What to look for in a winner
- Olympian Spencer Wilton shares what he looks for in a winning horse
- An Irish Sport horse is the go-to breed used for Eventing
- The physical attributes of a Thoroughbred horse make the breed successful in Jump racing
Horse racing specialists, myracing.com have conducted research that explores the anatomy of four different horse breeds to highlight what to look for in a winner when attending the races.
Equestrian performance sports date back to ancient times, from horse racing in the 12th century up until the debut of horse riding in the Summer Olympics in 1900. As history will show, mankind have had a need for horses for centuries, they were once used as a reliable method of transport and are now often found in domestic farms.
In modern day, different breeds of horse are relied upon for various disciplines such as Dressage, Eventing and Jump racing. An Irish Sport, Dutch Warmblood, Thoroughbred and Irish Draught are four breeds that are utilised across a variety of industries because of their anatomy, physical characteristics and competitive abilities.

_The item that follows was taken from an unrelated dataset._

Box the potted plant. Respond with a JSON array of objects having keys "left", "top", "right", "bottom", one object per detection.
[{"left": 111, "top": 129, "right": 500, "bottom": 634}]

James Prosser, Co-founder of My Racing said: “With an ever expanding user base, we wanted to create an educational resource about horses that will provide every one of our customers with the information they require to make an informed betting decision.”
But when it comes down to betting, would you be able to tell different breeds part? More importantly, would you know what to look for in a winner?

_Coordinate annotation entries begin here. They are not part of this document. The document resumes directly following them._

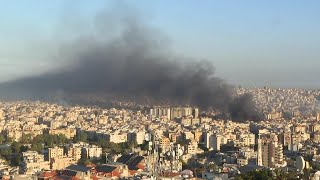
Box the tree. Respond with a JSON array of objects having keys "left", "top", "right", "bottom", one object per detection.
[
  {"left": 78, "top": 157, "right": 92, "bottom": 166},
  {"left": 11, "top": 154, "right": 21, "bottom": 166},
  {"left": 0, "top": 134, "right": 6, "bottom": 144},
  {"left": 11, "top": 141, "right": 21, "bottom": 153}
]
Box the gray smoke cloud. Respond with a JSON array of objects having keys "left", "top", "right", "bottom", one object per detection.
[{"left": 0, "top": 4, "right": 258, "bottom": 120}]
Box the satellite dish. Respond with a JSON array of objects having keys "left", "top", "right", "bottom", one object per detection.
[{"left": 296, "top": 156, "right": 306, "bottom": 172}]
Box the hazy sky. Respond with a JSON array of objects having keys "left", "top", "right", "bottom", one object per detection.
[{"left": 0, "top": 0, "right": 320, "bottom": 88}]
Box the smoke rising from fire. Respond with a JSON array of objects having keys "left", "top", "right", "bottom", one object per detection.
[{"left": 0, "top": 4, "right": 259, "bottom": 121}]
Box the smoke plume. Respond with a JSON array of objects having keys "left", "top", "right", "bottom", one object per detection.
[{"left": 0, "top": 4, "right": 258, "bottom": 120}]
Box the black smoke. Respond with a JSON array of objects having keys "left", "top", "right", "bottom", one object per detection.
[{"left": 0, "top": 4, "right": 258, "bottom": 120}]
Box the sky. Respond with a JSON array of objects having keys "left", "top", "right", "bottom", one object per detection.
[{"left": 0, "top": 0, "right": 320, "bottom": 89}]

Equestrian sports such as Dressage, often require a Dutch Warmblood for success. The breed has long forearms, powerful hindquarters, and they are always in harmony with their rider. Their reliable and calm nature makes them the ideal breed for the sport.
Summer 2016 silver medalist, Spencer Wilton, competes in Dressage and has experience working with Dutch Warmbloods. When interviewed by myracing.com, Wilton said that their most important personality trait is sensitivity, and that he looks for the straightness in their limbs and the way that transfers to movement.
When building a confident relationship, Wilton said that it depends on the horse. Sometimes it can be instant and other times it can take months.
For Eventing, which includes Flat racing, an Irish Sport horse is often used. They have a great amount of endurance, and a muscular croup that is often sloping to improve their jumping ability. The breed are bred for their trainability and willingness to work.
An Irish Sport is a cross between a Thoroughbred and an Irish Draught. The breed encompases the characteristics of both horses, such as the Irish Draught’s jumping abilities, which makes them a strong species for the sport.
Jump racing, also known as National Hunt racing is often seen on race courses such as Royal Ascot. It involves a horse jumping over hurdles while taking part in a race. For this particular style of racing a Thoroughbred is often used.
Speaking to myracing.com, eight-time champion jockey Peter Scudamore MBE, who has ridden 1,678 winning horses in his career said that he looks for bravery, athleticism and a strong jumping ability in the horses that he competes with.
In terms of physiological attributes, the most important feature that Scudamore looks for is a large and powerful heart to ensure the horse has a natural advantage over its competitors.
An Irish Draught is often used for traditional purposes such as farm work, and are known for their willing nature and taking care of their owner.
When you next attend a racing event, whether it is ladies day or at the next Olympic Games, keep your eyes peeled for each breed as they might contribute towards you receiving a big win.